Small local businesses, the kind that charm you as you pass by on your way to work, seem to be especially elusive these days, especially on the streets of certain New York City neighborhoods - and it has local politicians concerned. According to a recent article, “vacant storefronts taking up as much as 20% of some retail areas of Manhattan and Brooklyn”.

In an effort to help, the local City Council just passed a law that requires “landlords to register the status of their retail space, with updates when businesses come and go”. While it might not seem like a huge step in helping small businesses stay in business, the hope is that it will give the city an idea of what’s going on (especially in terms of ever-increasing rent) before it happens, a professional pulse on the local economy.

Although the economy has been making gains over the last several years, New York City locals (and dozens of other metropolitan areas around the country) are concerned that these vacant retail spaces will do considerable damage, changing the whole way the city looks and feels.

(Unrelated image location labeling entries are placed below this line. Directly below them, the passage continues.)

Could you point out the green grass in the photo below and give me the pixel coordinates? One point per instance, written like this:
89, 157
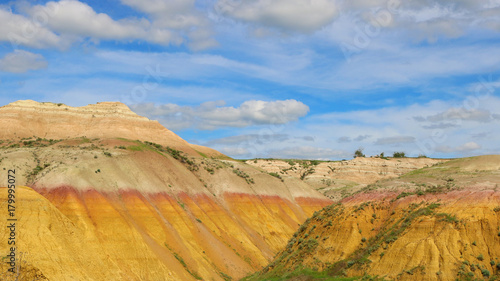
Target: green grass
306, 272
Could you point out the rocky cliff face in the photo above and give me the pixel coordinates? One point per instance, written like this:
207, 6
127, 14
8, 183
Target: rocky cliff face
338, 179
23, 119
436, 223
99, 206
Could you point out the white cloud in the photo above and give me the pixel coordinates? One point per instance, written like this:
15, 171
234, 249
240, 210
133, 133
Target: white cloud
179, 15
22, 61
20, 30
249, 138
213, 115
62, 23
76, 19
289, 15
394, 140
467, 147
476, 115
234, 151
309, 152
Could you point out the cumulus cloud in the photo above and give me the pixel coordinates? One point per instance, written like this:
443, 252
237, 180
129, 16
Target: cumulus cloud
467, 147
73, 18
234, 151
453, 114
361, 137
394, 140
179, 15
213, 115
60, 24
344, 139
309, 152
22, 61
20, 30
250, 138
290, 15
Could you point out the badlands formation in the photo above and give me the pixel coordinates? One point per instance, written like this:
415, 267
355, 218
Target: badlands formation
436, 223
104, 194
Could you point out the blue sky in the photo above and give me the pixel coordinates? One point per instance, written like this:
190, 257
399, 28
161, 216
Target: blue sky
271, 78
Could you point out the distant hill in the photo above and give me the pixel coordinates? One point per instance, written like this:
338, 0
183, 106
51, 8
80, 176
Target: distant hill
105, 194
436, 223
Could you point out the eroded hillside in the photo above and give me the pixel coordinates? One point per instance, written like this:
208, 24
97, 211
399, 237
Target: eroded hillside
104, 194
151, 212
339, 179
436, 223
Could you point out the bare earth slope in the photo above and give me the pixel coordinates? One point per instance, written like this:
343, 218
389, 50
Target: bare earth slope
338, 179
29, 118
436, 223
112, 208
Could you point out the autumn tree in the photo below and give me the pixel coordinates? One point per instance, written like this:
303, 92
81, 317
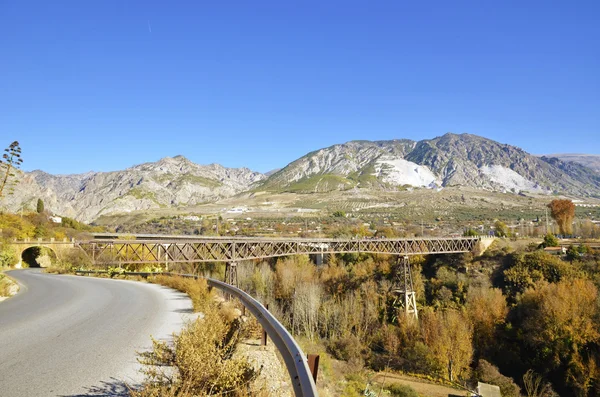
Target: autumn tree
563, 212
487, 309
559, 324
11, 161
448, 335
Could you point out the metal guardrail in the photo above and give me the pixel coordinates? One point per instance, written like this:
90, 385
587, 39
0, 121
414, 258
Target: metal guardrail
293, 356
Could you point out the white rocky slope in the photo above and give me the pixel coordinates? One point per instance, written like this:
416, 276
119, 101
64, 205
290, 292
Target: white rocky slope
449, 160
168, 182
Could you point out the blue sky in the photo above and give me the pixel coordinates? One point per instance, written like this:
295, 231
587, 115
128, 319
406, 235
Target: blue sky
108, 84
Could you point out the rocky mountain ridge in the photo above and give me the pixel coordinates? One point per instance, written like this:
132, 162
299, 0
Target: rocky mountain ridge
589, 160
449, 160
168, 182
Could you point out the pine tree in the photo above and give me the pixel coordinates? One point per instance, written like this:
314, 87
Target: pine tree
40, 206
11, 161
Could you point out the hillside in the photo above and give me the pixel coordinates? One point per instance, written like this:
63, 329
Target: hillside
589, 160
450, 160
358, 168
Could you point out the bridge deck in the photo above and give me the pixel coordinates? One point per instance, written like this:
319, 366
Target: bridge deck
236, 249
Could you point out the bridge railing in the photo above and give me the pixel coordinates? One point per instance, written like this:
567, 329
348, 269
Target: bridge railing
295, 360
235, 249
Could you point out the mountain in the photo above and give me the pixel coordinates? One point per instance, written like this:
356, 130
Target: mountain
168, 182
589, 160
449, 160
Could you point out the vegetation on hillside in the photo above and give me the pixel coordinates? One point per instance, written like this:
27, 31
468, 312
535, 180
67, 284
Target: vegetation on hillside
494, 318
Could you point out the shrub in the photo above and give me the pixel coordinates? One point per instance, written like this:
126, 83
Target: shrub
488, 373
196, 289
7, 257
346, 348
199, 362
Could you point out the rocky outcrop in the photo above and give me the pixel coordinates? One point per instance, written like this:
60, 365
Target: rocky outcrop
449, 160
169, 182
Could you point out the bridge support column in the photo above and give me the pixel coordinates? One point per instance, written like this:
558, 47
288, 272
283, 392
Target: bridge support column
231, 273
405, 294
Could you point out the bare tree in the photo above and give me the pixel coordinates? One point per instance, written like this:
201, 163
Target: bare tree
11, 161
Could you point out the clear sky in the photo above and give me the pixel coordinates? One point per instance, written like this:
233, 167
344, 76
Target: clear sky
103, 85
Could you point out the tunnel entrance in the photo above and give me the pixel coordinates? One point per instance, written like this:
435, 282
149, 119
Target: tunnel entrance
38, 257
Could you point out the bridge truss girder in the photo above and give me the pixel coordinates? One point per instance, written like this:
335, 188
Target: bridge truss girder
233, 250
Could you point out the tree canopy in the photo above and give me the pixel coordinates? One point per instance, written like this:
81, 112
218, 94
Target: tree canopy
563, 212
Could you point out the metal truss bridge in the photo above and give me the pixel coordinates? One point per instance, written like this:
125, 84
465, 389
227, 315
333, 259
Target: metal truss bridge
238, 249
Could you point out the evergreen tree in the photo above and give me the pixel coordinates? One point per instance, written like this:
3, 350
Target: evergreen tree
40, 206
11, 161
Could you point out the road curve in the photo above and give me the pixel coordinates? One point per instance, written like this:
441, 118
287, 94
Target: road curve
78, 336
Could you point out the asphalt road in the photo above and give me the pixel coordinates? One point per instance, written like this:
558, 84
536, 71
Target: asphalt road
78, 336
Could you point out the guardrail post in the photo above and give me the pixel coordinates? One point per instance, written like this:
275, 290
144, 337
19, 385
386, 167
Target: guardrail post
263, 339
313, 365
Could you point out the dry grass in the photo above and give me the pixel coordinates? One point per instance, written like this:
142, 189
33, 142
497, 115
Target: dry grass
197, 290
200, 362
5, 286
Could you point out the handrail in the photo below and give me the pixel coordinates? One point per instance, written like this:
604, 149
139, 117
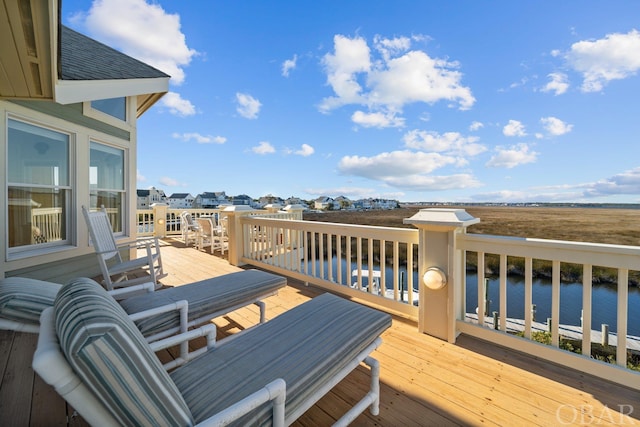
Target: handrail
325, 254
616, 257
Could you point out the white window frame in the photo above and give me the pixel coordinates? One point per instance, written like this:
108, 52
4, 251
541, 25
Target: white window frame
89, 111
124, 231
23, 251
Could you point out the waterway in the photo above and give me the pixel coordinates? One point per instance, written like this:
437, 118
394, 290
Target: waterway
603, 297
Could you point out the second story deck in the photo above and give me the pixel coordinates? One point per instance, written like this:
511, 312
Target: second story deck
424, 380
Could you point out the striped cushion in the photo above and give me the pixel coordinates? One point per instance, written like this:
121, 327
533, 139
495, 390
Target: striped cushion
207, 297
112, 358
305, 346
23, 299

Of course, one of the biggest arguments is to simply cap the rent required for these small businesses. Unfortunately, these simple solutions tend to get sticky as you start to look more closely at what’s really going on. Steven Soutendijk, the executive managing director at Cushman & Wakefield, a New York City staple in commercial real estate, notes that “landlords still have to pay for maintenance, property tax, the mortgage…”, which are all, of course, prone to regular increases. Soutendijk goes on to say that, without making any income from a commercial space, “there’s almost no reason why any owners would want a space”, leaving city officials stuck in limbo, finger on the pulse with little to do when the heart rate drops.